Her comment still stings.

Although I work part time, I haven’t made my career a priority since 2013, when I became a parent. Instead, I’ve focused on being a mom—a decision that, despite the joy it brings, feels like a necessity, considering the cost of childcare versus my income, the demands of my husband’s job, the health status of my parents, and the needs of my daughter.

Yes, I was complaining about the dishes. Yes, I have a loving, engaged husband who does his fair share of household chores. But I felt angry that caregiving is so undervalued that it is seen as inappropriate work for a Stanford grad. For many families, there is no clear way for both parents to work full time and maintain a work-life balance; others don’t have the luxury of that choice. Parenting can be a catch-22.

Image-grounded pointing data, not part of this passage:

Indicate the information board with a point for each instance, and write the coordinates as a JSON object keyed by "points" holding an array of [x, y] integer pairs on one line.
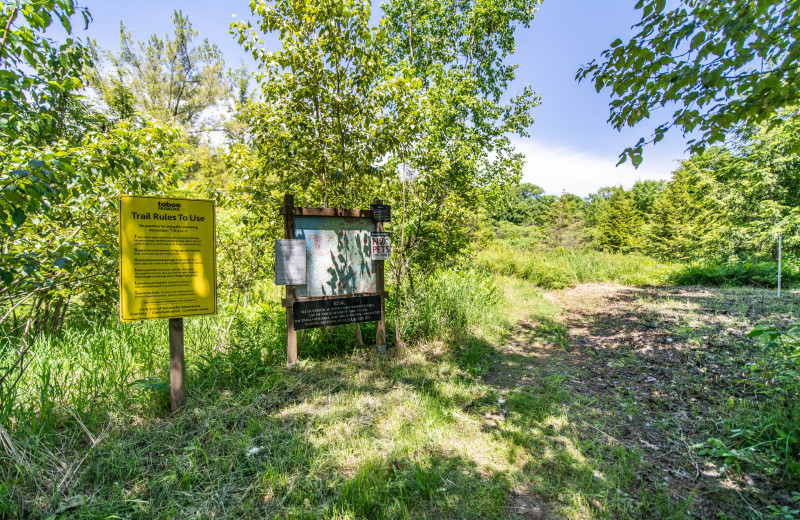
{"points": [[340, 311], [337, 255], [290, 262], [380, 212], [168, 260]]}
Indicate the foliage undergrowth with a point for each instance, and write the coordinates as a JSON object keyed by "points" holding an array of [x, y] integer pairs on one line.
{"points": [[756, 273], [449, 302], [88, 433], [559, 268]]}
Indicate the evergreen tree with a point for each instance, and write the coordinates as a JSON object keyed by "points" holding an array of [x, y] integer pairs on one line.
{"points": [[564, 224], [619, 224]]}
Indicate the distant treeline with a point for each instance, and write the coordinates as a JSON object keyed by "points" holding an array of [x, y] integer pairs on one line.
{"points": [[726, 203]]}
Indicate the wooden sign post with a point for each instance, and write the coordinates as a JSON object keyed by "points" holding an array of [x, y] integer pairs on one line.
{"points": [[168, 269], [380, 331], [177, 367], [343, 284], [291, 291]]}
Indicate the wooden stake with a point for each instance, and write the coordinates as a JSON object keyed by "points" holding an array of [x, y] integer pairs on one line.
{"points": [[291, 294], [380, 331], [359, 338], [177, 368]]}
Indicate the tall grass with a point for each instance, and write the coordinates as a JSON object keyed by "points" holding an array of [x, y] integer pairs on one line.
{"points": [[559, 269], [451, 302], [93, 370], [755, 273]]}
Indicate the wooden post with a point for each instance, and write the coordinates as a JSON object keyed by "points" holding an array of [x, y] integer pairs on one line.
{"points": [[291, 295], [359, 338], [177, 368], [380, 331]]}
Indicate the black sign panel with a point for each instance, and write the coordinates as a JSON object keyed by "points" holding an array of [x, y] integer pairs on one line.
{"points": [[340, 311], [380, 212]]}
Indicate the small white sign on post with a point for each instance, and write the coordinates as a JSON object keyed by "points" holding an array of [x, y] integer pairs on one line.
{"points": [[290, 262], [381, 245]]}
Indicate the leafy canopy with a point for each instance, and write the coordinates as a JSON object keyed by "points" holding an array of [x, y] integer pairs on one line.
{"points": [[724, 62], [329, 107]]}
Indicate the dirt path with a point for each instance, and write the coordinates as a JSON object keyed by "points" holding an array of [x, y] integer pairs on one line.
{"points": [[661, 374]]}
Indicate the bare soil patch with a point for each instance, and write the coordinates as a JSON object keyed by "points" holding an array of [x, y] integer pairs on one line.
{"points": [[658, 372]]}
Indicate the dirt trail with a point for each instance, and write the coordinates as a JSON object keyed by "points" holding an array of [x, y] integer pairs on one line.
{"points": [[656, 370]]}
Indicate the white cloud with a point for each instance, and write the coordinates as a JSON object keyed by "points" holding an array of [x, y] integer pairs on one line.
{"points": [[558, 169]]}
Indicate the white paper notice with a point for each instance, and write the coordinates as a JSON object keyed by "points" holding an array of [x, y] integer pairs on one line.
{"points": [[290, 262], [381, 245]]}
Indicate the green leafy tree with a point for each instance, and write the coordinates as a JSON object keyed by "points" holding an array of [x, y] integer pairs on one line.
{"points": [[723, 62], [329, 107], [40, 77], [462, 154]]}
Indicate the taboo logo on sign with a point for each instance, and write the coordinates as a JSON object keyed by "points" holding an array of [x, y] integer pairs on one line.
{"points": [[169, 206]]}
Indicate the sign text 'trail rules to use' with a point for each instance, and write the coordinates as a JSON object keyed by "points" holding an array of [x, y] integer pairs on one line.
{"points": [[167, 257]]}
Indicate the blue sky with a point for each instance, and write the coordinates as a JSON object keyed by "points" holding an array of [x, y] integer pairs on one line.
{"points": [[571, 147]]}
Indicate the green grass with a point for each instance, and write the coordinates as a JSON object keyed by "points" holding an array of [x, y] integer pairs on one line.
{"points": [[559, 269], [489, 412], [755, 273]]}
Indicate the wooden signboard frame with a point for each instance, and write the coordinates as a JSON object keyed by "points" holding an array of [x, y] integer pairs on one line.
{"points": [[289, 212]]}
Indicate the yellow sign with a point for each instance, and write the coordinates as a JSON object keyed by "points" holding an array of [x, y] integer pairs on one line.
{"points": [[168, 257]]}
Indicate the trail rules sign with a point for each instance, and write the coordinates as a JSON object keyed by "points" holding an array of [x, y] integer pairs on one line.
{"points": [[381, 245], [168, 260]]}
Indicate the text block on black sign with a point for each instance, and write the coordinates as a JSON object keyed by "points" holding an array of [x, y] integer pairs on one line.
{"points": [[339, 311]]}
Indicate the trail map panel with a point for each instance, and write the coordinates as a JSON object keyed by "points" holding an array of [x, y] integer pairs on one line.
{"points": [[339, 311], [338, 257], [168, 258]]}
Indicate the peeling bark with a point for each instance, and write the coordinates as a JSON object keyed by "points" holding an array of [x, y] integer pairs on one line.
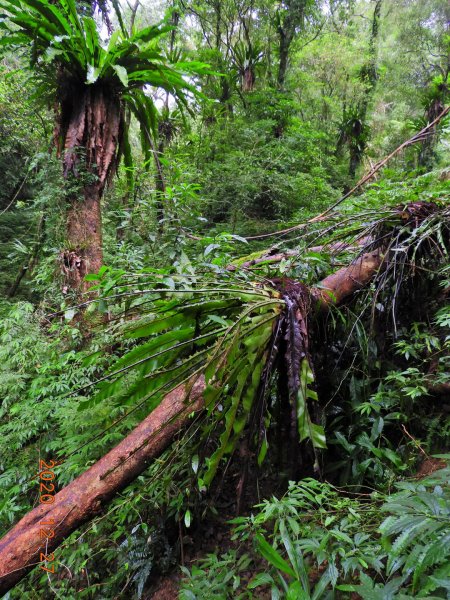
{"points": [[91, 125], [85, 497]]}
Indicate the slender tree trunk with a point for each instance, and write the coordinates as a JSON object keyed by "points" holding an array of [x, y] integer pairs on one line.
{"points": [[293, 20], [369, 75], [285, 43], [85, 497]]}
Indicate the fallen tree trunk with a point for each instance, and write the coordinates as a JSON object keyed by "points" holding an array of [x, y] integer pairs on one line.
{"points": [[85, 497], [272, 258]]}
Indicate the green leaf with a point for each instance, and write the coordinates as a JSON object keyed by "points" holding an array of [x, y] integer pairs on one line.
{"points": [[121, 74], [273, 557]]}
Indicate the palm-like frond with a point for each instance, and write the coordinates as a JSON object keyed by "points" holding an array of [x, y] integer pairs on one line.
{"points": [[58, 34]]}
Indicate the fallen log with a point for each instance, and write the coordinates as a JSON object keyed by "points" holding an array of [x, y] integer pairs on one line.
{"points": [[85, 496]]}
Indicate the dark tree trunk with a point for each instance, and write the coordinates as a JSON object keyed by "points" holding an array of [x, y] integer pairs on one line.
{"points": [[91, 127], [248, 79], [293, 20], [285, 43]]}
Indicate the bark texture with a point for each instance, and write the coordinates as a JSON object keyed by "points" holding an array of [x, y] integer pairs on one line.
{"points": [[85, 497], [89, 131]]}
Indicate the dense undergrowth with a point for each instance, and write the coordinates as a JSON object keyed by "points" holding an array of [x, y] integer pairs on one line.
{"points": [[320, 467]]}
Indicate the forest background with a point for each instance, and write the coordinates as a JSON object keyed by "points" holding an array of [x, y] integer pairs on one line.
{"points": [[155, 200]]}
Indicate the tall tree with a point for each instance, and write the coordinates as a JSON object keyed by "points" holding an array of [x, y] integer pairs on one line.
{"points": [[91, 82], [290, 19], [355, 129]]}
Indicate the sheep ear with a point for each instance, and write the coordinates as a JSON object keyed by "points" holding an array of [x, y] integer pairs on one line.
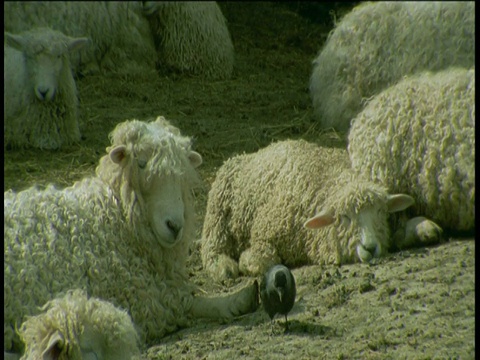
{"points": [[54, 347], [77, 43], [118, 154], [399, 202], [15, 41], [320, 220], [195, 159]]}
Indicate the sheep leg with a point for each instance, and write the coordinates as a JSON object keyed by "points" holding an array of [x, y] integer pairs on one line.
{"points": [[11, 356], [418, 231], [258, 259], [222, 268], [238, 303]]}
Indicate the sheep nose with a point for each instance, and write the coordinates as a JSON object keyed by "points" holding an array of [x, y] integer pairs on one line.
{"points": [[174, 227]]}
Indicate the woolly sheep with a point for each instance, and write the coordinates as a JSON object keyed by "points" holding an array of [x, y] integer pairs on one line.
{"points": [[77, 327], [193, 37], [190, 36], [121, 38], [40, 104], [419, 137], [122, 236], [259, 202], [378, 43]]}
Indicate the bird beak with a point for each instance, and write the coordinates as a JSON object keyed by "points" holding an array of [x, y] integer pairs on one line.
{"points": [[280, 294]]}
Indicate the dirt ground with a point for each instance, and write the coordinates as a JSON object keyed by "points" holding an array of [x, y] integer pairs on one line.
{"points": [[417, 304]]}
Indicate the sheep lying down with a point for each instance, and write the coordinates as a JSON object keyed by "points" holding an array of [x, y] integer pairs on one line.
{"points": [[40, 95], [259, 203], [122, 236]]}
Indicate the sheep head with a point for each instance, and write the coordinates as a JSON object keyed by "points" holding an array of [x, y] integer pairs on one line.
{"points": [[153, 170], [359, 212], [45, 52]]}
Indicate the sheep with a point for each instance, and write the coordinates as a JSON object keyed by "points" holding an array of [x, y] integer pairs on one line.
{"points": [[121, 38], [259, 202], [122, 236], [77, 327], [192, 37], [418, 136], [378, 43], [40, 103]]}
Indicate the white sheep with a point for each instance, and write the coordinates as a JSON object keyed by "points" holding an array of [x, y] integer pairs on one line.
{"points": [[418, 136], [122, 236], [259, 202], [121, 38], [40, 103], [378, 43], [77, 327], [192, 37]]}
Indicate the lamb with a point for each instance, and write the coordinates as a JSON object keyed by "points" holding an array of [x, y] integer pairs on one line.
{"points": [[122, 236], [259, 202], [40, 103], [77, 327], [418, 136], [121, 38], [192, 37], [378, 43]]}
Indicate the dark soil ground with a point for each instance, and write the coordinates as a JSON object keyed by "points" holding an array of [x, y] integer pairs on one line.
{"points": [[417, 304]]}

Still, it’s true that my degree in English didn’t prep me for motherhood. How could it? The all-nighters I pulled at Stanford in Oxford trying to finish 12-page papers on Wuthering Heights were just a teeny taste of those I would spend comforting my newborn. And the stress of getting along with a messy roommate at Roble was nothing compared with living with a tantrum-throwing toddler.

For many families, there is no clear way for both parents to work full time and maintain a work-life balance; others don’t have the luxury of that choice.

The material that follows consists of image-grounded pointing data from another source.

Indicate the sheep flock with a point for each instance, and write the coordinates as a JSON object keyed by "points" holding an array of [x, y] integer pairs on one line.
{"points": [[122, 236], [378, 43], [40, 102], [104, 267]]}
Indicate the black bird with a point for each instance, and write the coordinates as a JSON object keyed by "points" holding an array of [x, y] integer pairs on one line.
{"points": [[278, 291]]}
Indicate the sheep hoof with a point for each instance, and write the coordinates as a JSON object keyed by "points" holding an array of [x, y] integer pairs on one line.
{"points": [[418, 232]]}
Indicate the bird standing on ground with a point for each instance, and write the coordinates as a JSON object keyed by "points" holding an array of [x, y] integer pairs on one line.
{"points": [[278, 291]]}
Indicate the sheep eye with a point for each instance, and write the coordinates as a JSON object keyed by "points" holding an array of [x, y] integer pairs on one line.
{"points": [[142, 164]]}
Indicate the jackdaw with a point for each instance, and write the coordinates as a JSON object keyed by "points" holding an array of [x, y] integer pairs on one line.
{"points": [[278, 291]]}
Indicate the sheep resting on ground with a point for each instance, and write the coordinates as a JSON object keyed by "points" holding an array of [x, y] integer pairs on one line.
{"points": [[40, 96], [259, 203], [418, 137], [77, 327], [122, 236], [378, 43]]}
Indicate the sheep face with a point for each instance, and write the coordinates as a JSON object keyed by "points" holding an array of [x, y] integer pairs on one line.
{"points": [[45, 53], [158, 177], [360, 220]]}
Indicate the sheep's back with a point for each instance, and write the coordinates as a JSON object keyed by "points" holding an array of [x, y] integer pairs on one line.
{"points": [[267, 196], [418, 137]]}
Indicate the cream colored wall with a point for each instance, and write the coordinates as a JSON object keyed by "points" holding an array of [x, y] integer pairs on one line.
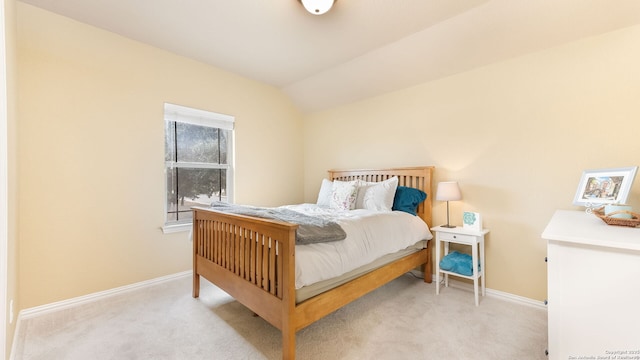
{"points": [[91, 153], [12, 174], [516, 135]]}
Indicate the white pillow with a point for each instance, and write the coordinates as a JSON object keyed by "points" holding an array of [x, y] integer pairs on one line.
{"points": [[324, 195], [343, 195], [377, 195]]}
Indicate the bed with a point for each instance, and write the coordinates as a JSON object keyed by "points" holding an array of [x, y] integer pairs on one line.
{"points": [[253, 260]]}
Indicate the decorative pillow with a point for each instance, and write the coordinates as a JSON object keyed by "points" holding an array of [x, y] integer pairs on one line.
{"points": [[376, 195], [343, 195], [407, 199], [324, 195]]}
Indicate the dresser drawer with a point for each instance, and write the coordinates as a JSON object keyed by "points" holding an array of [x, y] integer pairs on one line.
{"points": [[459, 238]]}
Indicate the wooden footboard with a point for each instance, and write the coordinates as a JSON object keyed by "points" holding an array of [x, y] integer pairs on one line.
{"points": [[253, 260]]}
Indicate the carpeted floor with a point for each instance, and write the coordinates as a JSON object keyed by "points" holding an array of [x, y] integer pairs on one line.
{"points": [[402, 320]]}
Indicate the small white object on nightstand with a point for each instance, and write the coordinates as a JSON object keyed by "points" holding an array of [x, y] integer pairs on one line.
{"points": [[458, 235]]}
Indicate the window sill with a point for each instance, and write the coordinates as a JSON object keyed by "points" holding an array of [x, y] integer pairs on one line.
{"points": [[174, 228]]}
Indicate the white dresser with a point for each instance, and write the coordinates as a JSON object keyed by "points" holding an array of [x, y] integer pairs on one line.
{"points": [[593, 288]]}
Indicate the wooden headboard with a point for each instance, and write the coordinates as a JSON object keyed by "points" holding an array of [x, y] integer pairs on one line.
{"points": [[415, 177]]}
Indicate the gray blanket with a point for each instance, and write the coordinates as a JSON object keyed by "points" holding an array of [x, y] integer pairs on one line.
{"points": [[311, 229]]}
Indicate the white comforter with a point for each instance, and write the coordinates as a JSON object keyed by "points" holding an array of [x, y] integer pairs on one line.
{"points": [[370, 235]]}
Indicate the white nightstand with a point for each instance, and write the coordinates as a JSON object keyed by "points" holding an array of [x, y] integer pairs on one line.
{"points": [[463, 236]]}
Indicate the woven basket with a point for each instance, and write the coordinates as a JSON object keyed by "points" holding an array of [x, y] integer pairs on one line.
{"points": [[633, 222]]}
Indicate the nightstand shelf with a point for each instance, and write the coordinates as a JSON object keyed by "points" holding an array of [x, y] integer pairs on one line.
{"points": [[459, 235]]}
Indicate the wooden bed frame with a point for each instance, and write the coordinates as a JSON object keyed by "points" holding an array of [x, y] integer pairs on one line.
{"points": [[253, 260]]}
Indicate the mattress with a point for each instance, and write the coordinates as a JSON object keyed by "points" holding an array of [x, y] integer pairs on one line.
{"points": [[371, 235], [310, 291]]}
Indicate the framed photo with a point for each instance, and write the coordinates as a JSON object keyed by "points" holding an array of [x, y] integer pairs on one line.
{"points": [[471, 220], [604, 186]]}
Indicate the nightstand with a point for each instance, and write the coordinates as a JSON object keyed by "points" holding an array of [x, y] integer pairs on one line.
{"points": [[459, 235]]}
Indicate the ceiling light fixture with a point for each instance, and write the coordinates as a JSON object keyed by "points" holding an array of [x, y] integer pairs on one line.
{"points": [[317, 7]]}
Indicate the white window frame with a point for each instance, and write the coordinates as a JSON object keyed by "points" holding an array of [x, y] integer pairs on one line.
{"points": [[193, 116]]}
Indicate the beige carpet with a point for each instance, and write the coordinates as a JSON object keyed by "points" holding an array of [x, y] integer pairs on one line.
{"points": [[402, 320]]}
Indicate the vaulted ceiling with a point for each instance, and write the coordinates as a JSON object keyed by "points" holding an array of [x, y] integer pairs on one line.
{"points": [[361, 48]]}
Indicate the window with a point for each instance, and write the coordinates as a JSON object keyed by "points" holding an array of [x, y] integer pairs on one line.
{"points": [[198, 162]]}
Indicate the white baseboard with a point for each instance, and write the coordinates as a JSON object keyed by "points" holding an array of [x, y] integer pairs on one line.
{"points": [[81, 300], [491, 292]]}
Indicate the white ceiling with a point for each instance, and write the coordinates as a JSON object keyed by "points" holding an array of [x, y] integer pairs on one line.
{"points": [[361, 48]]}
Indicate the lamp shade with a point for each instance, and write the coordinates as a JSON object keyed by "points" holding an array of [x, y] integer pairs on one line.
{"points": [[317, 7], [448, 191]]}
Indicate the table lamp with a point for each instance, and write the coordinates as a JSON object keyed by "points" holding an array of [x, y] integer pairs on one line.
{"points": [[448, 191]]}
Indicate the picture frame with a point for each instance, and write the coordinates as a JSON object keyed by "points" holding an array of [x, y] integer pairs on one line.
{"points": [[600, 187], [471, 220]]}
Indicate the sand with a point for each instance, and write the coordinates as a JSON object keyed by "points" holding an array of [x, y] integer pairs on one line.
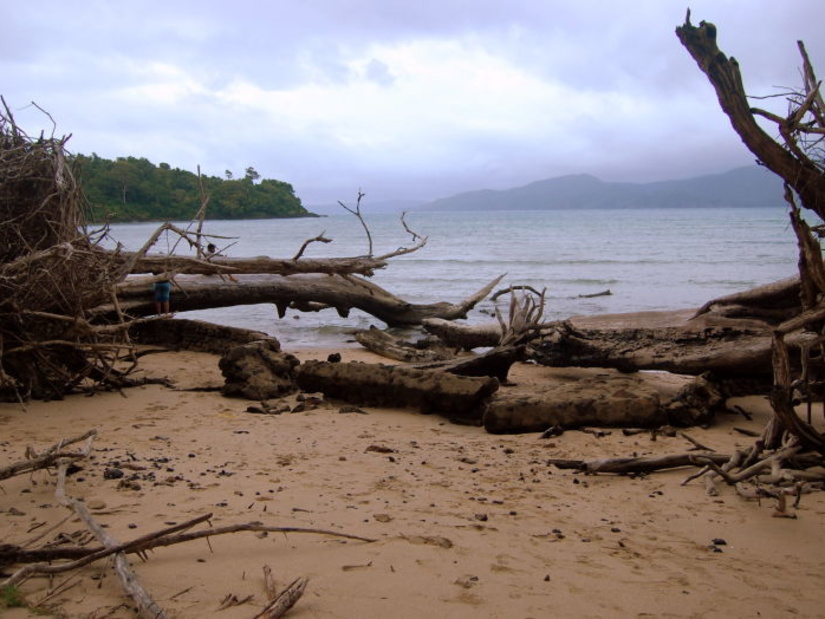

But when you get down to it, no degree comes with a free pass to avoid the realities of parenting in a society that offers little support to caregivers of any type, from moms and dads to day care workers and dementia care providers.

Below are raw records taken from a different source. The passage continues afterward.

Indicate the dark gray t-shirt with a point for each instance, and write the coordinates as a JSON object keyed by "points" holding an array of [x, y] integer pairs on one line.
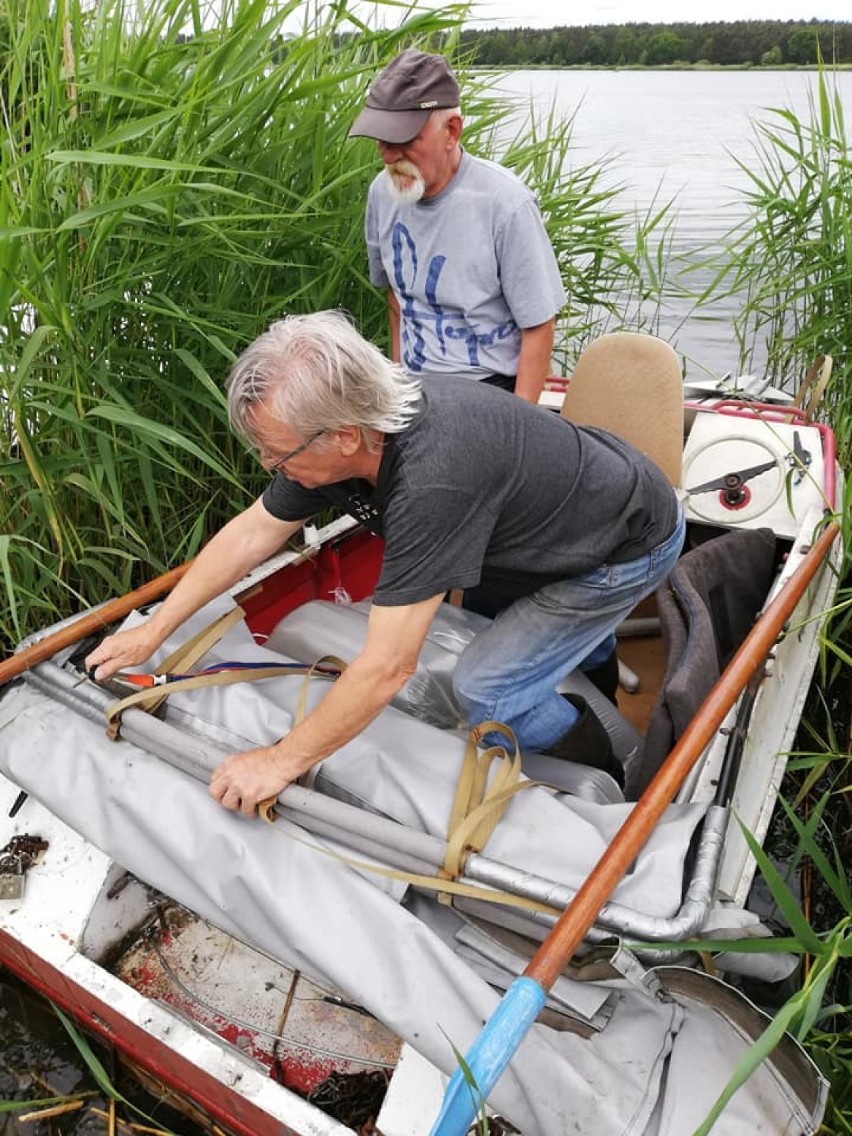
{"points": [[484, 487], [469, 267]]}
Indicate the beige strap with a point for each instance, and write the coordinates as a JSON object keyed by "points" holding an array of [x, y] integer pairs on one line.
{"points": [[185, 656], [477, 807], [815, 381], [448, 887], [155, 694], [266, 809]]}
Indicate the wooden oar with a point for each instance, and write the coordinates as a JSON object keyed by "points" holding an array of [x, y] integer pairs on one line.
{"points": [[524, 1000], [89, 624]]}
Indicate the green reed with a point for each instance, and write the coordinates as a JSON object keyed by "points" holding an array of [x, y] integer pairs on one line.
{"points": [[172, 185], [792, 261], [169, 189]]}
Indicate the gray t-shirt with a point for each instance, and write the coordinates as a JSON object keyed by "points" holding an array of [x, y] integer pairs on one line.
{"points": [[469, 268], [483, 486]]}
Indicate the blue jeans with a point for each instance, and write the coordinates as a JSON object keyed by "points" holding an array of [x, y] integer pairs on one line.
{"points": [[510, 670]]}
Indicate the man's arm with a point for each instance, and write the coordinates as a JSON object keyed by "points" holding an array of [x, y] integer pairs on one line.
{"points": [[536, 347], [394, 319], [390, 654], [242, 544]]}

If I could go back and restructure my Stanford education to align with my current life, I’d study how certain policies perpetuate inequity, and I’d learn how to fight them. I’d seek lessons on building community, and I’d work toward creating the change necessary to give all parents agency and respect, regardless of whether they participate in the paid labor force.

For now, I’m determined to educate myself while nurturing the traits in my bright, spirited daughter that have also sustained me as a mom: compassion, creativity, and grit. I’ll celebrate not just her accomplishments but also her acts of kindness, love, and friendship. I’ll champion her strong inner compass, her way of questioning the world, and her resilience. I won’t expect her to simply “use her degree” but to follow her heart and connect with others.

And perhaps she and I can work together to shift people’s perspective on caregiving and help them recognize the work for what it is: a pursuit worthy of a Stanford grad.